« Une disharmonie profonde n'est-elle pas en train de se creuser entre le cerveau de l'homme et le monde qui l'entoure ? On peut se le demander. Les architectures dans lesquelles il se parque, les conditions de travail auxquelles il est soumis et les menaces de destruction qu'il fait peser sur ses congénères, sans parler de la sous-alimentation à laquelle il soumet la majorité de ses représentants, sont-elles favorables à un développement et à un fonctionnement équilibré de son encéphale ? On peut en douter. Après avoir dévasté la nature qui l'entoure, l'homme n'est-il pas en train de dévaster son propre cerveau ? Un seul chiffre montre l'urgence du problème, celui de la consommation d'un des médicaments les plus vendus dans le monde : les benzodiazépines. Un adulte sur quatre se « tranquillise » chimiquement. L'homme moderne doit-il s'endormir pour supporter les effets d'un environnement qu'il a produit ? »

Rien n'est plus significatif parfois pour évaluer des idées du présent que de noter dans quelle direction s'orientent les regards sur l'histoire.
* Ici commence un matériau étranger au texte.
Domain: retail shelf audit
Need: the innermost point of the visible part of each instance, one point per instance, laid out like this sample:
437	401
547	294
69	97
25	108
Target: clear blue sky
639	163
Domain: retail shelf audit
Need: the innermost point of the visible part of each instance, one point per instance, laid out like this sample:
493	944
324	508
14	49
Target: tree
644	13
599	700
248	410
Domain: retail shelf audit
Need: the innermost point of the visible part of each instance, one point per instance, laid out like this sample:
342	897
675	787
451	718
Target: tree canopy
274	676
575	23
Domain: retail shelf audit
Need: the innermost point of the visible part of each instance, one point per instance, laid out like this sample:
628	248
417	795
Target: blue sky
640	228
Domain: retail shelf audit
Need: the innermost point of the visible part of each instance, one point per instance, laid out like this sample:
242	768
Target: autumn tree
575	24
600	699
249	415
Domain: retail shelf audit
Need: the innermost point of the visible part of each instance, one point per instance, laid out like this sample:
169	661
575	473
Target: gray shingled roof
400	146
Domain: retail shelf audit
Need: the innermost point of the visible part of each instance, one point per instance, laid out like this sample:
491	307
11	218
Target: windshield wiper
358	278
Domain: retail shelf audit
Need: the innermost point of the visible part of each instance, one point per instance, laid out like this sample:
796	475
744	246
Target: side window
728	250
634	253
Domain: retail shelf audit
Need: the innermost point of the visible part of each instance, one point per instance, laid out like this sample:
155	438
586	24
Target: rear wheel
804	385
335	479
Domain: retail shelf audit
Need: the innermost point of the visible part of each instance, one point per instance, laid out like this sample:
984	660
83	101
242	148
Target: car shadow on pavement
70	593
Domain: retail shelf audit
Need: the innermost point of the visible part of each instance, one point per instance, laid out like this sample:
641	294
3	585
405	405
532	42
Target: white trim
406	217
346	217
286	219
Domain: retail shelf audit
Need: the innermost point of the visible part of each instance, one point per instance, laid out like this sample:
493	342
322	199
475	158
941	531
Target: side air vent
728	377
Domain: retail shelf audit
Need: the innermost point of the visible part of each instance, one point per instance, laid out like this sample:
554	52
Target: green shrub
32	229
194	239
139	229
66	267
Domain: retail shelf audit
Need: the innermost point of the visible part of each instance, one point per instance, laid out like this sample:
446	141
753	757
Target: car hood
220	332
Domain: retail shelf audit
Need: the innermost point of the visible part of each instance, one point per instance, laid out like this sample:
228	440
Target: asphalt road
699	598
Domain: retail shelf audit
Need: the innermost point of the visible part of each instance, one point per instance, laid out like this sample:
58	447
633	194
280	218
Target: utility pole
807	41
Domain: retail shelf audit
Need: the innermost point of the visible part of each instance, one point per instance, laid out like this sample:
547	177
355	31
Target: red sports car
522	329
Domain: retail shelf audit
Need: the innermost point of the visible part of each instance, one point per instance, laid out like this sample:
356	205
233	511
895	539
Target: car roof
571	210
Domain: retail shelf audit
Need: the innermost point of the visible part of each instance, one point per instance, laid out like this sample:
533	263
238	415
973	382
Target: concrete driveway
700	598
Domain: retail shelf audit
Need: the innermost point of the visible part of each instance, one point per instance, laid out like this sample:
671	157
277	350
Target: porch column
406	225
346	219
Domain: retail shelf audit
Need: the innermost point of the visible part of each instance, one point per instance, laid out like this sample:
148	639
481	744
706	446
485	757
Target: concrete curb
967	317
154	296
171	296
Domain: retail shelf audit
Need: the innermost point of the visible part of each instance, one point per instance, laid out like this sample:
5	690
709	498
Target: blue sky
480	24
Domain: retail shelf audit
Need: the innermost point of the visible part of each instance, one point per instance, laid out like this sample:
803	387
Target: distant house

Peut-être n'est-il pas fortuit de constater que deux des plus importants essais historiques parus en 1983 ont été consacrés l'un, chez Gallimard, à La mort et l'Occident depuis 1300, par Michel Vovelle, l'autre, chez Fayard, au Péché et la peur (xiiie-xviiie siècle), par Jean Delumeau. Mais peut-être aussi ne doit-on pas oublier qu'en 1983 Élisabeth Badinter a rencontré à nouveau beaucoup d'audience avec Émilie, Émilie (Flammarion), un essai sur « l'ambition féminine » au xviiie siècle, où il n'était pas difficile de lire en filigrane quelques propositions pour l'avenir.

La mystification de l'année Caton-Bercoff

Non, Caton, l'auteur du pamphlet de droite le plus intelligent que l'on ait lu depuis longtemps en France, ce n'est ni Alain de Benoist, ni Marie-France Garaud, ni Claude Pierre-Brossolette, ni l'amiral Sanguinetti, ni Pierre Juillet, ni Albin Chalendon... Aucune de ces personnalités proches des allées du pouvoir n'a donc écrit De la reconquête suivi de De la renaissance, deux ouvrages mâtinés de barrisme, teintés de mitterrandisme et qui cherchent à sortir le monde politique français de son manichéisme droite-gauche en annonçant que « pour vaincre la gauche, il faudra se débarrasser de la droite ».

Ce mystérieux Caton s'est dévoilé à l'émission de Bernard Pivot, Apostrophes, du 2 décembre. C'est donc André Bercoff, journaliste et écrivain, connu pour ses œuvres de fiction politique, écrites sous un pseudonyme Philippe de Commynnes. Le Journal de l'année lui avait demandé, bien avant qu'il ne se révélât être Caton, de signer un article sur le phénomène de la mode que nos lecteurs trouveront dans le dossier consacré à la mode.